Tag Archives: the time traveler’s wife

The Time Traveler’s Wife, by Audrey Niffenegger

imagesThis book has been a huge bestseller for the last several years and recently was lamed up into a movie–but if you’ve had exposure to neither, the title gets straight to the point. Henry is a librarian who time-travels uncontrollably (Billy Pilgrim as imagined by Nicholas Sparks) and Clare is his (eventual) wife. Their partnership is wildly unstable but also pre-written in time: Henry, from various points in the future, keeps materializing in a meadow where he meets a tiny redheaded child named Clare, and thus is their weird, earth-shattering love born. It’s good that the timeline is a little complicated, because the cadence of the narrative jumps is just sharp enough to conceal the fact that you’re going to cry at the end, like you did at the end of The Notebook where they were all dying on each other in the old folks’ bed.

So although this book is full of interesting, fairly extreme, gritty things (drugs, bloody fetuses, frostbite, amputations, death, iron cages, giant sculptures of birds, etc), it’s really just best-in-show in the Doomed Love category. But I don’t hate it. I love this book, actually, although I can’t read it anymore because I read it too much in high school. And I’ll freely admit what got me: in the same way that only a really disgusting night can make you truly appreciate sobriety, the jaggedness of the Henry/Clare story recalibrates your appreciation of ordinary between-moments in love. Sometimes I think there’s no greater luxury than that of being able to blink awake in a bed with someone, and love them inconsequentially, purely, like you love the thunderstorm that puts you to sleep–and all the while be anchored by the knowledge that the stakes are low. And Audrey Niffenegger did really write a memorable pairing here; the love between Henry and Clare is so powerful as to be impossible, which is apparently what people want to read about and warp their minds accordingly.
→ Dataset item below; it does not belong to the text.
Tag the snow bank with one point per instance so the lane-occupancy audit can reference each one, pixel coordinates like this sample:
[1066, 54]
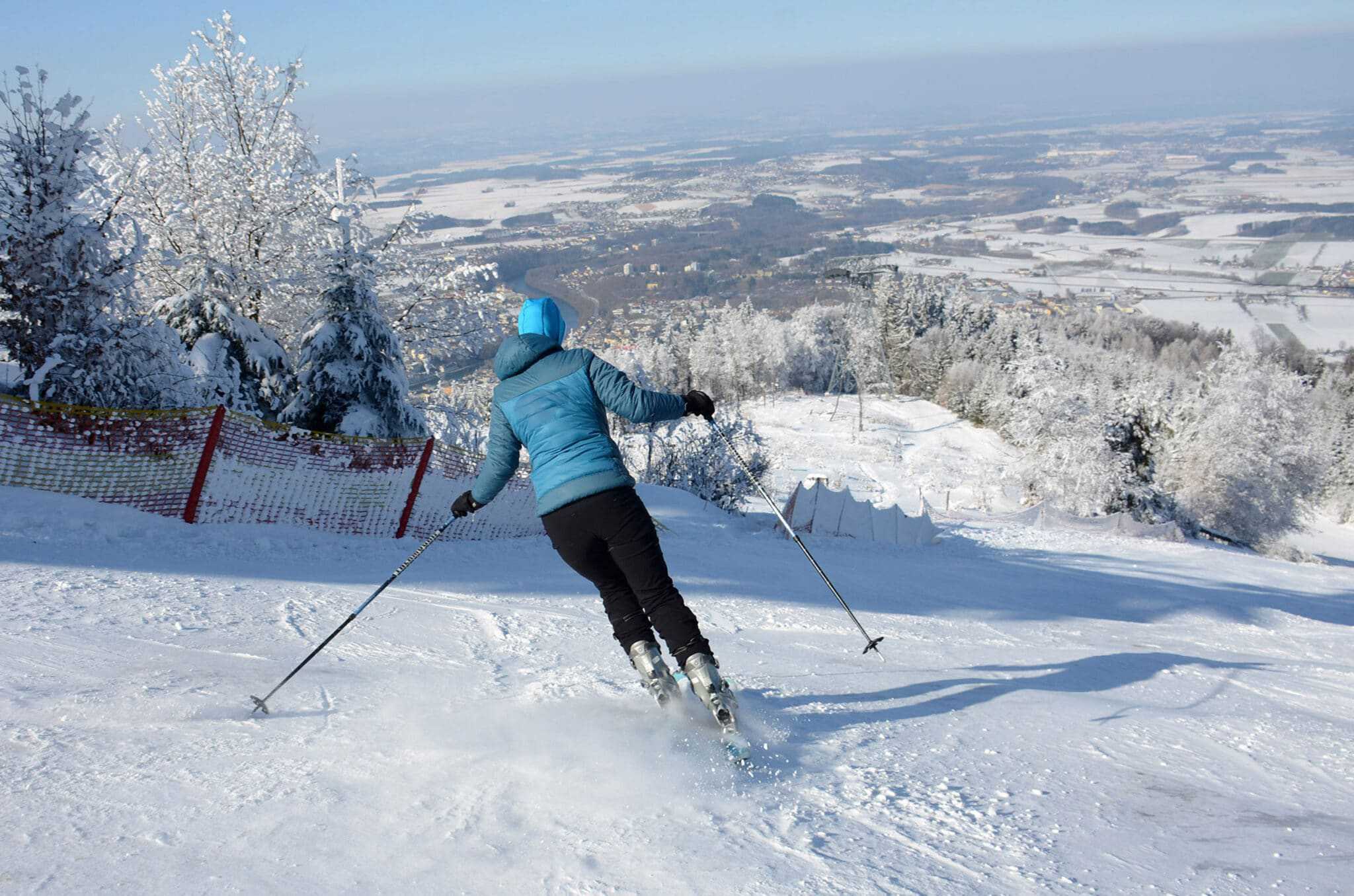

Be warned, some of the writing is pretty ridiculous. Sentences like: “We laugh and laugh, and nothing can ever be sad, no one can be lost, or dead, or far away: right now we are here, and nothing can mar our perfection, or steal the joy of this perfect moment.” YIKES. That sounds exactly like something I would furiously try to etch into a tree trunk if I were tripping on mushrooms.